Why use operators?
At a high level, the Kubernetes Operator pattern makes it easy to run complex software at scale. With the DevOps movement, we learned to manage and monitor complex applications and infrastructure from centralized platforms (Chef Server, Puppet Enterprise, Ansible Tower, Nagios, etc). This centralized monitoring & automated remediation works great with relatively stable infrastructure components like bare metal servers, virtual machines, and network devices. However, containers change much quicker than traditional infrastructure and traditional applications. One might say this speed is a tenet of Cloud Native behavior.
The ephemeral nature of containerized applications drives an immense amount of state change. In turn, this rapid state change challenges the ability of centralized monitoring and automation to keep up. Kubernetes can literally change the state of containers every few seconds. The solution is to bring the automation close to the applications - to deploy it within Kubernetes so that it has direct access to the application’s state at all times. The Kubernetes Operator pattern allows us to do just this - deploy automation side by side with the containerized application.
I often describe the Operator pattern as deploying a robot sysadmin next to the containerized application. Though, to truly understand how Operators work, we need to dive a bit deeper into the history of running services, and the art of making these services resilient. From here on, we will refer to this as operational knowledge, or operational excellence.
Traditionally, when new software was deployed, we also deployed a real, human Sysadmin to care and feed the application. This care and feeding included tasks like installation, upgrades, backups, & restores, troubleshooting, and return to service. If a service failed, we paged this Sysadmin, they logged into a server, would troubleshoot the application, and fix what was broken. To track this work, they would document their progress in a ticketing system.
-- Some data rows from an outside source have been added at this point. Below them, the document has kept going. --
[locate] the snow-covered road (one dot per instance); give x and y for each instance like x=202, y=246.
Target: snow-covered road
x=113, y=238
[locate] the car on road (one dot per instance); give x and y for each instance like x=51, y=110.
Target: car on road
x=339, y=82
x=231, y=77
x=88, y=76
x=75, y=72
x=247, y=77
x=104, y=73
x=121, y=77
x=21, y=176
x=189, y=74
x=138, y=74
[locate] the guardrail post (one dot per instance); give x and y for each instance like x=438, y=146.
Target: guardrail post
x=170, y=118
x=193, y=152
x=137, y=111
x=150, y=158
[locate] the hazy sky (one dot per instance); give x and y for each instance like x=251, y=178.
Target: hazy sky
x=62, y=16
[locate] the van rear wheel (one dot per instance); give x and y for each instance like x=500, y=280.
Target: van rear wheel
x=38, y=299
As we moved into the world of containers (about six years ago at the time of this writing), we updated the packaging format of the application, but we continued to deploy a real human Sysadmin to care and feed the application. This simplified installation, and upgrades, but did little for data backups/restores and break/fix work.
With the advent of the Kubernetes Operator pattern, we deploy the software application in a container and we also deploy a robot Sysadmin in the same environment to care and feed the application. We refer to these robot Sysadmins as Operators. Not only can they perform installation, upgrades, backups, and restores, but they can also perform more complex tasks like recovering a database when the tables become corrupted. This takes us into another world of automation and reliability.
But, why does this work philosophically? You might still struggle to understand how this is different than traditional clustering, or having a monitoring system participate in “self-healing” (an old buzzword now). Let’s explain...
A brief history of operational knowledge
Operators embed operational knowledge, or operational excellence in the infrastructure, close to the service. To better explain this, let’s walk through the history of operating servers & services.
- Operational excellence 1.0 - One computer, multiple administrators. Back in years past, before most users of containers remember, there were large computers cared for, managed and operated by multiple systems administrators. This remained true all the way into the late 1990s with large Mainframes and Unix systems managed by multiple systems administrators. That’s right, there were multiple human beings assigned to one computer. These systems administrators automated operations on these systems, fixed services if they were broken, added/removed users, and even wrote device drivers themselves. The administrators were highly technical, and would be considered software engineers by modern definitions. They performed all software related tasks, maintaining uptime, reliability, and operational excellence. The cost was high, but the quality was also very high.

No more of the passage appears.